Richmond, Tas, wildlife biologist Nick Mooney was one of several people to first raise concerns about the supposed presence of foxes in 2002.
"There is a long history of foxes in Tasmania, predating whatever discussion there has been lately," Mr Mooney said.
"For instance, one was caught in a rabbit trap at Riverside in 2001."
Asked last week how foxes entered Tasmania, he said the evidence was so strong something substantial had to be done.
"There were a number of carcasses, including one fox with an endemic species in its gut (a long-tailed mouse), and scats with DNA," Mr Mooney said.
"It hasn't been shown to be a hoax whatsoever."
But he did not know how foxes came to be in Tasmania.
"We are pretty damned certain one came off a boat in 1998," he said.
"That's substantial, a couple of sets of fox footprints are substantial – there is enough evidence to make you want to do something.

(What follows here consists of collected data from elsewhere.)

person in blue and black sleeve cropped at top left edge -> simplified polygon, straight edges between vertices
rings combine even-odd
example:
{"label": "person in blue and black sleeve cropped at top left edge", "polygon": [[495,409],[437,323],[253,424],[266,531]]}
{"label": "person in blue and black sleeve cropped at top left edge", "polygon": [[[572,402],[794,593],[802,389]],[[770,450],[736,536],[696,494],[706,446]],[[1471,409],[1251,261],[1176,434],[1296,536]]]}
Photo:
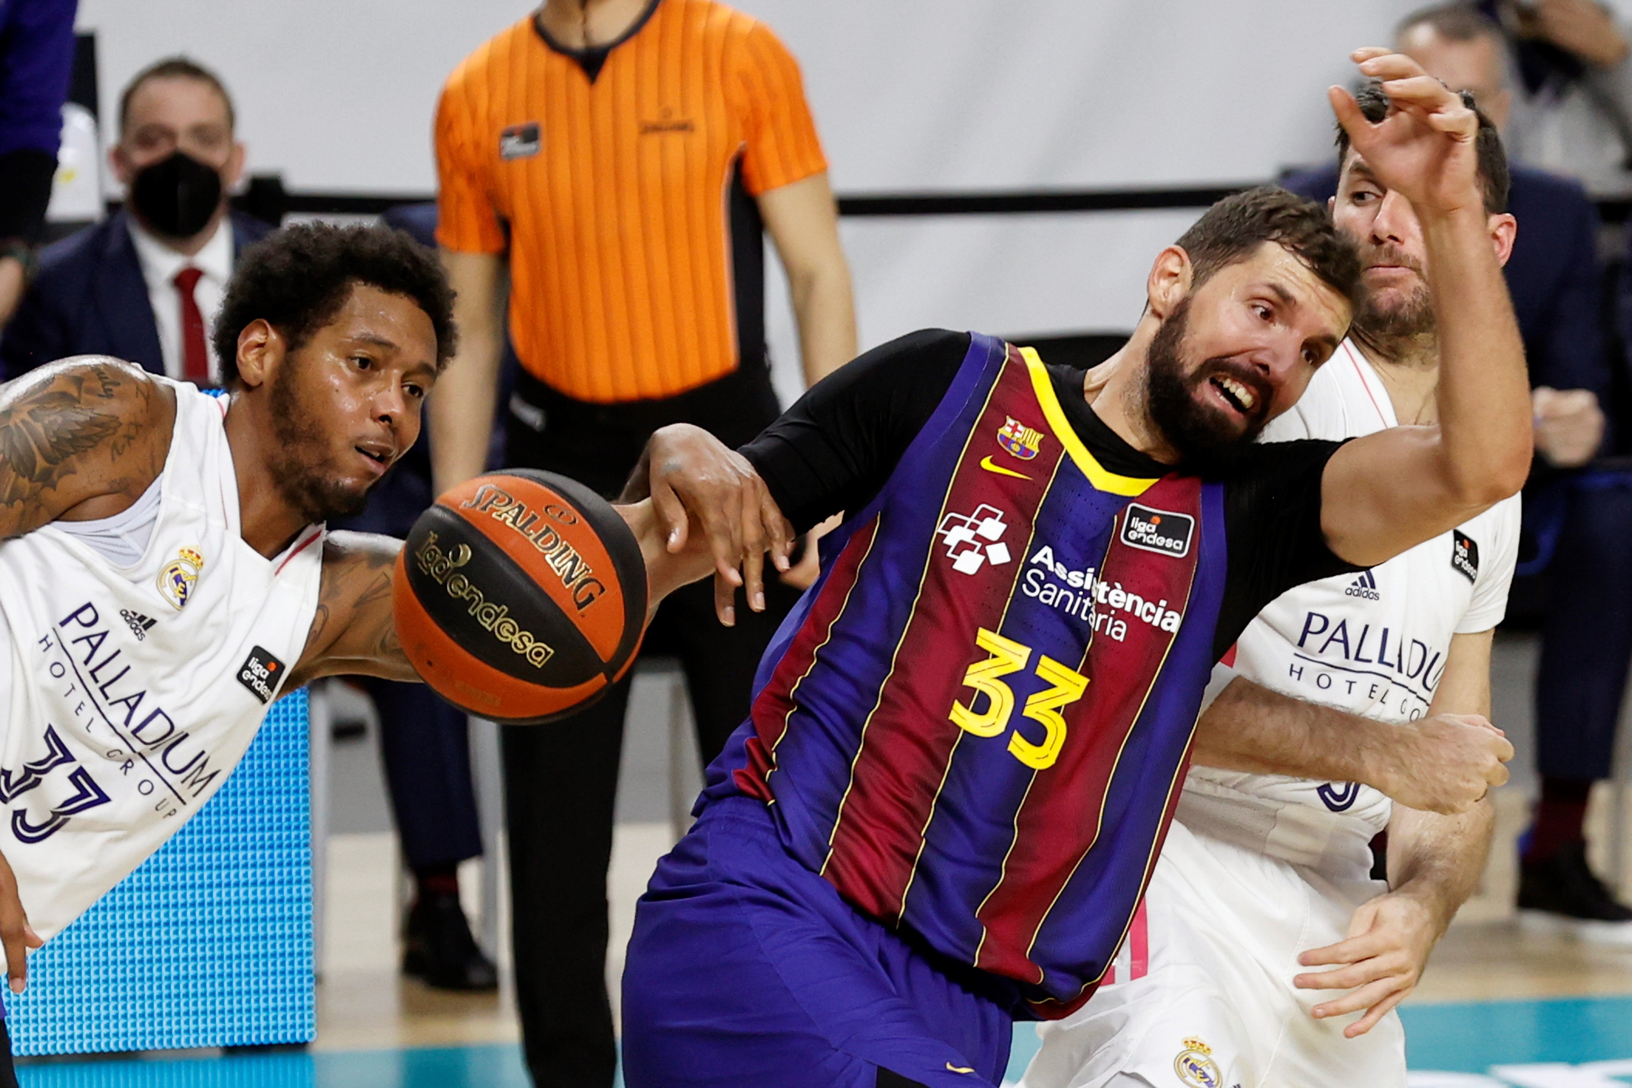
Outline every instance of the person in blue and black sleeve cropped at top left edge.
{"label": "person in blue and black sleeve cropped at top left edge", "polygon": [[0,2],[0,328],[34,268],[73,75],[78,0]]}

"If you sit back and wait until everyone is sure nothing might happen, you might have a total catastrophe on your hands."
The former Pest Animal Control Co-operative Research Centre head, Tony Peacock, said it was a good sign that no foxes had been found in Tasmania.
"If there are foxes, it is a very small number, but it is all about your attitude to risk," Mr Peacock said.
He acknowledged there were issues with the program, including the collecting and testing of fox scats.
"No-one ever thought you had to collect samples as if it was a murder scene – to criticise them (the officers collecting the scats) is a bit rough," Mr Peacock said.
"But I think if it was a hoax, it was a bloody good one and it took us in."